The worst-kept secret in hockey is that Toronto and Vancouver have had an on-again, off-again dialogue regarding Roberto Luongo since June. And while Nonis was obviously careful not to name names nor teams in his comment above, clearly what he's saying is that unless/until the Canucks lower their asking price for Luongo, there won't be a trade.

It's also believed that that the Leafs have kicked the tires on Jonathan Bernier in Los Angeles.

Regardless, Nonis is adamant he won't make any moves that will set this team back long term.

When asked if that can perceived as him asking poor, battered Leaf Nation for yet more patience, Nonis had an interesting answer.

"Am I asking the fans to be more patient?
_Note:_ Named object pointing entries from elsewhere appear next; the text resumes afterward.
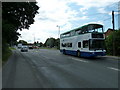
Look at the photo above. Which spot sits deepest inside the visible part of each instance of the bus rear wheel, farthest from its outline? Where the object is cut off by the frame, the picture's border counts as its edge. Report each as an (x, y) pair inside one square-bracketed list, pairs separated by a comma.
[(78, 53), (64, 51)]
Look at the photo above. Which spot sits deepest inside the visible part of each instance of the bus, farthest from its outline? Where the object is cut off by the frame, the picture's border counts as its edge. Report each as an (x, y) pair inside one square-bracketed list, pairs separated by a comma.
[(85, 41)]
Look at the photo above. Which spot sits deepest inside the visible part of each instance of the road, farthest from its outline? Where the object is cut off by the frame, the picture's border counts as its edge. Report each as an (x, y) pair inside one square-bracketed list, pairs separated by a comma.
[(43, 68)]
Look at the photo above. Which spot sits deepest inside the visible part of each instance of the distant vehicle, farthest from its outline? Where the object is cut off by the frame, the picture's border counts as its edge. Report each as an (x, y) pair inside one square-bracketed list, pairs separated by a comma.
[(19, 45), (85, 41), (24, 49)]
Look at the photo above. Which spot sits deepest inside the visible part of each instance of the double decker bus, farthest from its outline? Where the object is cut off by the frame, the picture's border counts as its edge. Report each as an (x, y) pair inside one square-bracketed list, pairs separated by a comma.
[(85, 41)]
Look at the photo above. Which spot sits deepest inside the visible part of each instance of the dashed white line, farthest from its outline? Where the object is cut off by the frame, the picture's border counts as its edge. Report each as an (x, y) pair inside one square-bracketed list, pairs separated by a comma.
[(80, 60), (116, 69)]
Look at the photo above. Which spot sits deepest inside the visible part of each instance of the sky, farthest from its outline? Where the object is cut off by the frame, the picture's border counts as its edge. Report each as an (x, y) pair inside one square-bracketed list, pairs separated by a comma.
[(68, 15)]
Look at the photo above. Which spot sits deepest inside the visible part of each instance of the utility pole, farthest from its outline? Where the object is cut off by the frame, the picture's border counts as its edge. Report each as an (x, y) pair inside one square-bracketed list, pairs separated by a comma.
[(113, 22), (58, 31)]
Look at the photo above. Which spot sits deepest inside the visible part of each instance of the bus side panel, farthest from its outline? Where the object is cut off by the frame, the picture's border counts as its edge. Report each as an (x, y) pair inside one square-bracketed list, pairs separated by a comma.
[(92, 54), (70, 52)]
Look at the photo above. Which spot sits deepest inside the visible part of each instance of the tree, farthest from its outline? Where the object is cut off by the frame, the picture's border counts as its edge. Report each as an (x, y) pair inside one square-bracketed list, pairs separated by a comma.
[(51, 42), (15, 16), (109, 43)]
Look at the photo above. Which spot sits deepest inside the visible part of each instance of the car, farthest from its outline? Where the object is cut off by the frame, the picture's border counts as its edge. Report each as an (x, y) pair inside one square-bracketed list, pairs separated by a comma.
[(24, 49)]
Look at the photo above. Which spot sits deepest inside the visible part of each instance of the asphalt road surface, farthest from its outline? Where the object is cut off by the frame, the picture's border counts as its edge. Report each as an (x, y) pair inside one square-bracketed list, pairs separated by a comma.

Not really, because I understand what they've gone through," he said. "We've got fantastic fans. I don't think you ask the fans to be patient. But we have to be. We have to be. It's up to us to try to put together a team that can win and win for a long time. Our ownership group has made it clear what they want: a winning team that can win for a very long time. They've been very supportive and given us all the resources, we have everything we need here to try and put together a winning team. But we're going to take the time that we need to allow these players to grow. If we can make moves that will fast-track it, we will, but not at the expense of first-round picks and good, young players."